Saturday, January 14, 2012

Enlightened Sexism

I first read Enlightened Sexism for my Voices of Oppression class last spring (as I've mentioned before). This is an easy read, although it is bit long at almost 400 pages. But Douglas' discussion of sexism and the feminist movement through the media, entertainment industry and just general everyday life makes it so interesting.

From the book, one definition of enlightened sexism,
"Enlightened sexism is feminist in its outward appearance (of course you can be or do anything you want) but sexist in its intent (hold on girls only up to a certain point, and not in any way that discomforts men or pushes feminist goals one more centimeter forward). While enlightened sexism seems to support women's equality, it is dedicated to the undoing of feminism."

In my opinion this idea seems to be at the very base of feminism, at least as I currently see it. The media and society tells girls to be sexy and alluring but then tells that they should NOT have sex until their married. Women can do what they want, become doctors, lawyers or even the president! (Well, maybe she could become the president. The jury is apparently still out on whether Americans would actually elect a female president). But don't push too far, don't try to actually pursue feminist goals while enjoying the fact that you are allowed to vote, attend universities, and actually be elected to public office.

Also, regardless of how successful women are in their career it is expected that she will not be able to continue full time in her chosen profession if she decides to also become a mother. There is no way a woman could work a 70 hour work week after she's had a child. WHO WILL STAY WITH THE CHILD?? They (usually white, male employers) cry in despair.

They hardly ever ask this question of men that are employed in the same job.

Another of the central tenets of enlightened sexism is a woman's "choice" to be sensual, a sex object.

"Because women are now "equal" and the battle is over and won, we are now free to embrace things we used to see as sexist... Now that women have the same sexual freedom as men, they actually refer to be sex objects because its liberating."

Women are just taking control of the sexuality, right? They finally have the ability to claim their right to sexuality and sexual behaviors. It's their choice!
Choice, I find, is so important in feminism. We talk about a woman's choice in regards to birth control and abortion. But in this case, how can a woman truly "choose" to become a sex object when all of the media and society is telling a girl that is how she must act. Then its not really a choice so much as an obligation if a girl/woman wants to fit into society, her school, her peer group, etc.
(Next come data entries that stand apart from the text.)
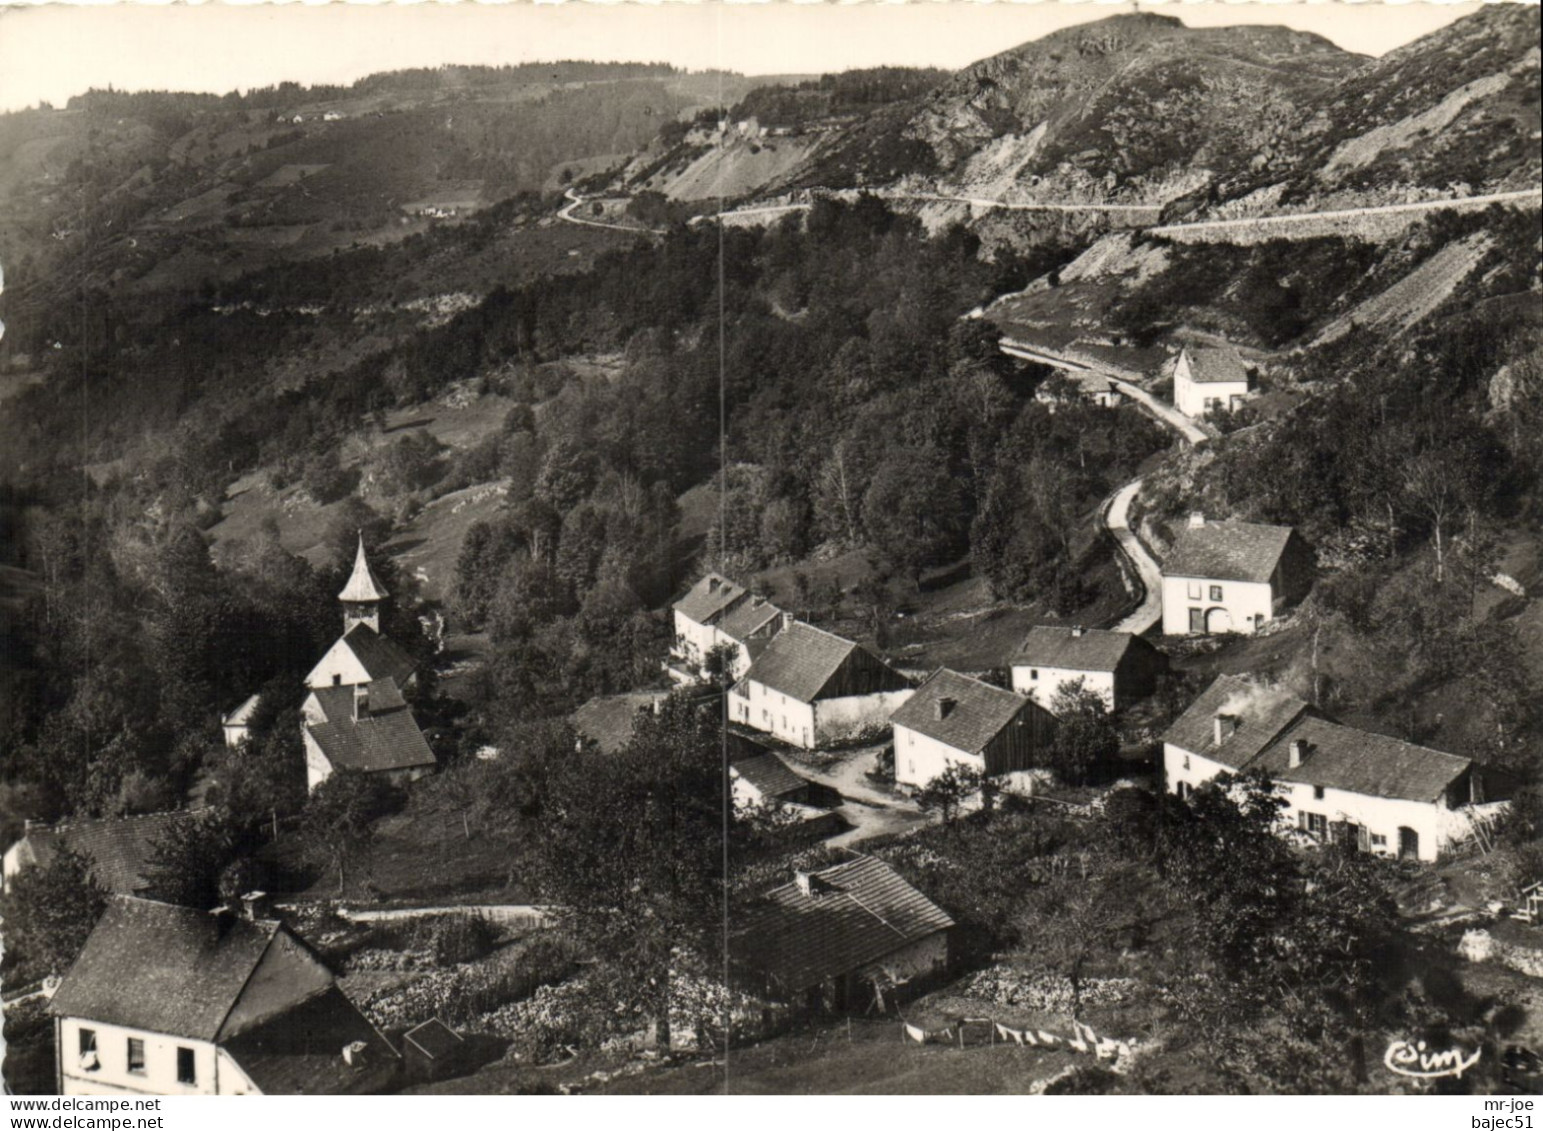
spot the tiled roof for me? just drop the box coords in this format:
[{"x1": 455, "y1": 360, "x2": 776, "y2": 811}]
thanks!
[
  {"x1": 744, "y1": 621, "x2": 906, "y2": 703},
  {"x1": 220, "y1": 986, "x2": 398, "y2": 1094},
  {"x1": 673, "y1": 573, "x2": 747, "y2": 626},
  {"x1": 338, "y1": 537, "x2": 389, "y2": 602},
  {"x1": 732, "y1": 752, "x2": 809, "y2": 801},
  {"x1": 1162, "y1": 519, "x2": 1295, "y2": 584},
  {"x1": 717, "y1": 598, "x2": 784, "y2": 644},
  {"x1": 733, "y1": 856, "x2": 953, "y2": 992},
  {"x1": 1253, "y1": 717, "x2": 1472, "y2": 804},
  {"x1": 19, "y1": 809, "x2": 210, "y2": 895},
  {"x1": 339, "y1": 624, "x2": 417, "y2": 685},
  {"x1": 307, "y1": 681, "x2": 435, "y2": 775},
  {"x1": 1015, "y1": 626, "x2": 1140, "y2": 673},
  {"x1": 223, "y1": 694, "x2": 262, "y2": 728},
  {"x1": 49, "y1": 897, "x2": 280, "y2": 1041},
  {"x1": 889, "y1": 670, "x2": 1036, "y2": 756},
  {"x1": 1162, "y1": 674, "x2": 1312, "y2": 771},
  {"x1": 572, "y1": 693, "x2": 664, "y2": 755},
  {"x1": 1179, "y1": 346, "x2": 1250, "y2": 385},
  {"x1": 403, "y1": 1018, "x2": 464, "y2": 1062}
]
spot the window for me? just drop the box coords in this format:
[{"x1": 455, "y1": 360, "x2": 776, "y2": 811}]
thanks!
[
  {"x1": 332, "y1": 673, "x2": 341, "y2": 687},
  {"x1": 1313, "y1": 786, "x2": 1325, "y2": 801},
  {"x1": 1189, "y1": 608, "x2": 1205, "y2": 633},
  {"x1": 78, "y1": 1028, "x2": 99, "y2": 1071},
  {"x1": 1300, "y1": 812, "x2": 1328, "y2": 840},
  {"x1": 127, "y1": 1038, "x2": 146, "y2": 1074},
  {"x1": 1182, "y1": 755, "x2": 1190, "y2": 771},
  {"x1": 1186, "y1": 581, "x2": 1202, "y2": 600},
  {"x1": 1030, "y1": 669, "x2": 1039, "y2": 680},
  {"x1": 1209, "y1": 585, "x2": 1223, "y2": 602},
  {"x1": 176, "y1": 1047, "x2": 196, "y2": 1085},
  {"x1": 1371, "y1": 834, "x2": 1387, "y2": 848}
]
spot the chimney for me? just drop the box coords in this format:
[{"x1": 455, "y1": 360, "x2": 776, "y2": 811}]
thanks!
[
  {"x1": 209, "y1": 904, "x2": 235, "y2": 935},
  {"x1": 342, "y1": 1040, "x2": 368, "y2": 1068},
  {"x1": 1189, "y1": 512, "x2": 1206, "y2": 529},
  {"x1": 1288, "y1": 739, "x2": 1307, "y2": 769},
  {"x1": 239, "y1": 891, "x2": 271, "y2": 922},
  {"x1": 1070, "y1": 626, "x2": 1085, "y2": 638},
  {"x1": 795, "y1": 870, "x2": 814, "y2": 898},
  {"x1": 353, "y1": 683, "x2": 369, "y2": 722},
  {"x1": 707, "y1": 577, "x2": 721, "y2": 594},
  {"x1": 936, "y1": 696, "x2": 958, "y2": 720},
  {"x1": 779, "y1": 611, "x2": 794, "y2": 632},
  {"x1": 1214, "y1": 714, "x2": 1237, "y2": 746}
]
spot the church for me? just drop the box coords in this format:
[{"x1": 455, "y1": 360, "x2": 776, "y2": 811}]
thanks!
[{"x1": 299, "y1": 538, "x2": 436, "y2": 792}]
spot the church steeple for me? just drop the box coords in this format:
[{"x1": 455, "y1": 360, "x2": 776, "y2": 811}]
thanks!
[{"x1": 339, "y1": 534, "x2": 388, "y2": 634}]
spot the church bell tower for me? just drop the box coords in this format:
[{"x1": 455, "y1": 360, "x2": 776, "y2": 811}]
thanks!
[{"x1": 339, "y1": 534, "x2": 388, "y2": 634}]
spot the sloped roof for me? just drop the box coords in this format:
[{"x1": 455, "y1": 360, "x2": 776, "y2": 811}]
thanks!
[
  {"x1": 339, "y1": 623, "x2": 417, "y2": 685},
  {"x1": 307, "y1": 681, "x2": 435, "y2": 775},
  {"x1": 18, "y1": 809, "x2": 210, "y2": 895},
  {"x1": 339, "y1": 537, "x2": 388, "y2": 603},
  {"x1": 1015, "y1": 626, "x2": 1143, "y2": 673},
  {"x1": 1162, "y1": 674, "x2": 1312, "y2": 771},
  {"x1": 744, "y1": 621, "x2": 905, "y2": 703},
  {"x1": 223, "y1": 694, "x2": 262, "y2": 728},
  {"x1": 572, "y1": 693, "x2": 664, "y2": 755},
  {"x1": 717, "y1": 598, "x2": 784, "y2": 644},
  {"x1": 1253, "y1": 717, "x2": 1471, "y2": 804},
  {"x1": 1162, "y1": 519, "x2": 1295, "y2": 584},
  {"x1": 889, "y1": 669, "x2": 1037, "y2": 756},
  {"x1": 403, "y1": 1018, "x2": 464, "y2": 1061},
  {"x1": 220, "y1": 986, "x2": 398, "y2": 1094},
  {"x1": 732, "y1": 752, "x2": 810, "y2": 801},
  {"x1": 1179, "y1": 346, "x2": 1250, "y2": 385},
  {"x1": 49, "y1": 898, "x2": 280, "y2": 1040},
  {"x1": 672, "y1": 573, "x2": 746, "y2": 626},
  {"x1": 733, "y1": 856, "x2": 953, "y2": 992}
]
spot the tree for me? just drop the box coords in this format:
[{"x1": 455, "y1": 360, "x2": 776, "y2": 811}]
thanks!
[
  {"x1": 140, "y1": 809, "x2": 239, "y2": 910},
  {"x1": 0, "y1": 846, "x2": 107, "y2": 977},
  {"x1": 1046, "y1": 679, "x2": 1119, "y2": 785},
  {"x1": 300, "y1": 771, "x2": 405, "y2": 896},
  {"x1": 530, "y1": 693, "x2": 726, "y2": 1050},
  {"x1": 861, "y1": 447, "x2": 971, "y2": 588},
  {"x1": 914, "y1": 763, "x2": 982, "y2": 827}
]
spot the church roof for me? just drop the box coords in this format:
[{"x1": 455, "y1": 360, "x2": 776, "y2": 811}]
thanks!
[
  {"x1": 306, "y1": 681, "x2": 436, "y2": 775},
  {"x1": 339, "y1": 536, "x2": 388, "y2": 603},
  {"x1": 340, "y1": 624, "x2": 417, "y2": 685}
]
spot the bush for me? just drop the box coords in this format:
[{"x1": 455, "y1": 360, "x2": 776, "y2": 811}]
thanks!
[{"x1": 426, "y1": 913, "x2": 500, "y2": 966}]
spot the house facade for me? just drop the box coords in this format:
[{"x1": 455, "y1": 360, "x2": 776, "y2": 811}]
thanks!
[
  {"x1": 50, "y1": 896, "x2": 396, "y2": 1095},
  {"x1": 1011, "y1": 626, "x2": 1167, "y2": 711},
  {"x1": 1162, "y1": 675, "x2": 1495, "y2": 862},
  {"x1": 1171, "y1": 346, "x2": 1254, "y2": 419},
  {"x1": 727, "y1": 621, "x2": 912, "y2": 749},
  {"x1": 221, "y1": 694, "x2": 261, "y2": 748},
  {"x1": 668, "y1": 574, "x2": 789, "y2": 683},
  {"x1": 1160, "y1": 514, "x2": 1313, "y2": 636},
  {"x1": 890, "y1": 669, "x2": 1056, "y2": 788}
]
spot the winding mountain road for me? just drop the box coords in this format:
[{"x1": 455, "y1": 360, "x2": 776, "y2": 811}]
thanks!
[{"x1": 556, "y1": 188, "x2": 665, "y2": 235}]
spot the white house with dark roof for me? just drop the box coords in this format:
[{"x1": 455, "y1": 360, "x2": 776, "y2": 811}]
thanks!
[
  {"x1": 1171, "y1": 345, "x2": 1255, "y2": 419},
  {"x1": 221, "y1": 693, "x2": 262, "y2": 748},
  {"x1": 1012, "y1": 626, "x2": 1168, "y2": 711},
  {"x1": 3, "y1": 809, "x2": 208, "y2": 897},
  {"x1": 302, "y1": 679, "x2": 435, "y2": 792},
  {"x1": 727, "y1": 621, "x2": 912, "y2": 749},
  {"x1": 49, "y1": 896, "x2": 397, "y2": 1095},
  {"x1": 1163, "y1": 674, "x2": 1497, "y2": 862},
  {"x1": 1160, "y1": 513, "x2": 1313, "y2": 636},
  {"x1": 668, "y1": 574, "x2": 789, "y2": 683},
  {"x1": 890, "y1": 669, "x2": 1056, "y2": 789},
  {"x1": 731, "y1": 856, "x2": 953, "y2": 1011}
]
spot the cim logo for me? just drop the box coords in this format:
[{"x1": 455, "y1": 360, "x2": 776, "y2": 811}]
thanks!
[{"x1": 1384, "y1": 1038, "x2": 1482, "y2": 1080}]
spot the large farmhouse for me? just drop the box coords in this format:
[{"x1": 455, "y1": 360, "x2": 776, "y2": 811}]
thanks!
[
  {"x1": 668, "y1": 574, "x2": 788, "y2": 683},
  {"x1": 890, "y1": 669, "x2": 1056, "y2": 789},
  {"x1": 1171, "y1": 345, "x2": 1255, "y2": 419},
  {"x1": 1011, "y1": 626, "x2": 1167, "y2": 711},
  {"x1": 728, "y1": 621, "x2": 912, "y2": 749},
  {"x1": 3, "y1": 809, "x2": 205, "y2": 897},
  {"x1": 1160, "y1": 514, "x2": 1313, "y2": 636},
  {"x1": 732, "y1": 856, "x2": 953, "y2": 1012},
  {"x1": 49, "y1": 896, "x2": 397, "y2": 1095},
  {"x1": 1163, "y1": 675, "x2": 1497, "y2": 862}
]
A pretty amazing statistic from the book,
"A 2009 poll revealed that 60 percent of men and 50 percent of women 'are convinced that here are no longer any barriers to women's advancement in the workplace."

Pretty shocking stuff, huh? What about the absolute, hard fact that women make only 77 cents to a man's dollar for the same job? Thats not a barrier??

Also very important to this idea of no barriers in the workplace lets look at the top jobs for women in 1999:
"In order, secretaries, retail and personal sales workers (including cashiers), managers and administrators, elementary school teachers and registered nurses."
Now, 8 years later the top jobs for women in 2007 were, in order:
"Secretaries, registered nurses, elementary and middle school teachers, cashiers and retail salespersons."
Wow... Look how much has changed!! Now let's examine how many women are portrayed as doctors, lawyers, CEO's and even the President of the United States on TV and in movies. Tons!

Watching TV and movies you would think, well women have definitely made it! In the book Douglas mentions the no-nonsense Dr. Bailey from Grey's Anatomy, all of the attorneys and A.D.A's on Law and Order and Dr. Cuddy (House's boss). If TV is portraying this many women in high powered jobs, surely it must be true right?!

Not so much. But it does lull the public into believing that women have indeed "made it" and are making tons of money in the top jobs around the US.

See, there's no work for feminism to do anymore! Or so they (the media, society, the government to some degree) would have you believe.

I guess my take away from this book was question everything! Pop culture, the media, TV, movies, its all great entertainment. But what are you really watching/reading? How are women portrayed? And is it an accurate portrayal? Don't be a mindless media consuming zombie. Think about what you're seeing and question it. Talk about it with others. Think for yourself!